Nella storia dell’arte più recente l’ossessione per il vuoto e la voragine è una costante. Da Lucio Fontana e Piero Manzoni fino al più recente Anish Kapoor, l’assenza e il riempimento sono sempre stati protagonisti. Una necessità per l’arte e forse per la stessa umanità, quella di comprendere il vuoto e l’assenza e di darne un’immagine, una codifica, una misura che renda meno terrifica questa estensione.

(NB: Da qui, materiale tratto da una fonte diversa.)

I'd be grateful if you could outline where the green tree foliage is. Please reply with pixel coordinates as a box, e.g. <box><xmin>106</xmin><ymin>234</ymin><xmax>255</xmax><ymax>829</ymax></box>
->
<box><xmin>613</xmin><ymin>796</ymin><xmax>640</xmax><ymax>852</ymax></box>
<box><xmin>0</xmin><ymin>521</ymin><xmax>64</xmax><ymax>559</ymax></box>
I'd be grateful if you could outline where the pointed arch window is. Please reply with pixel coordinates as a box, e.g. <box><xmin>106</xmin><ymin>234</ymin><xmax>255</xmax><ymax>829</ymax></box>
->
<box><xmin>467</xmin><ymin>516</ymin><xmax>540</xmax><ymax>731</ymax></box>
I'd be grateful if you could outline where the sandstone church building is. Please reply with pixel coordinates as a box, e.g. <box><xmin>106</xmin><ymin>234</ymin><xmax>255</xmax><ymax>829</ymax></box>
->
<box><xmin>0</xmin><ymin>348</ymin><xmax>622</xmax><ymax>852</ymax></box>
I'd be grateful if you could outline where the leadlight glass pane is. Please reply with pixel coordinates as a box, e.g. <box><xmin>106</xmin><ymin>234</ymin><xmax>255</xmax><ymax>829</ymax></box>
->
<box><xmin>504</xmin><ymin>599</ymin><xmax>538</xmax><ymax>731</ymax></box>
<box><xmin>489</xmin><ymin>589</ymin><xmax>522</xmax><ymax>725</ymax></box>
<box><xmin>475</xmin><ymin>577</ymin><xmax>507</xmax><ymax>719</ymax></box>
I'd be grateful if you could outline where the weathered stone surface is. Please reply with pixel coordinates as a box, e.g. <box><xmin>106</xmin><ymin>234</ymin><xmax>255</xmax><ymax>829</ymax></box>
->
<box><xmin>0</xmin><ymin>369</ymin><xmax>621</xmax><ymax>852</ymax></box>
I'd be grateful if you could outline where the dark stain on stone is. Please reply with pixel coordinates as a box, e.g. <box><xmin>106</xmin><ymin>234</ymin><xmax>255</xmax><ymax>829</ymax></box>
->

L’idea del buco cieco ha in ingegneria un valore specifico. Indica infatti uno scavo di servizio effettuato per poter effettuare i lavori con una discreta celerità, ad esempio, nei cantieri delle linee metropolitane. Spesso questo comporta dei problemi strutturali al terreno circostante, il quale tende a franare e, per ovviare a questo, lo si blocca con materiali chimici a presa rapida che ne consentano l’auto-sostenibilità. Mentre nella materia è possibile trovare una soluzione strutturale e concreta per delimitare e in qualche modo definire il vuoto, nell’interiorità e nella spiritualità la dimensione dell’assenza ha una connotazione problematica. Quest’ultima viene affrontata sempre più nell’arte contemporanea in un’infinita gamma di modi: drammatici, ironici, iconici, iconoclasti.
La mostra, infatti, prende spunto dal concetto di “blind hole” per analizzare il modo in cui gli artisti esposti si confrontano con il vuoto spirituale. In Anatoly Osmolovsky la visione dell’icona ortodossa si trasforma in uno scavo ligneo alla ricerca di un’immagine salvifica, mentre in William Anastasi una superficie totalmente grigia diventa un’astrazione vuota, di cui resta solamente la traccia grafica. Nathan Peter, ritagliando le stelle dalla bandiera degli Stati Uniti, svuota la bandiera di qualsiasi significato e ne rimane soltanto il valore estetico. Udomsak Krisanamis e Grayson Revoir, invece, lavorano nella dimensione del dettaglio e del particolare. Revoir trivella e buca con viti e chiodi tavole o scale di legno, Krisanamis, invece, dipinge ogni centimetro della tela con pennellate asciutte al fine di coprire ogni riga e testo, e alla fine, a salvarsi sono solo gli spazi concavi delle lettere rotonde: O, B, D, 9, i buchi ciechi, insomma.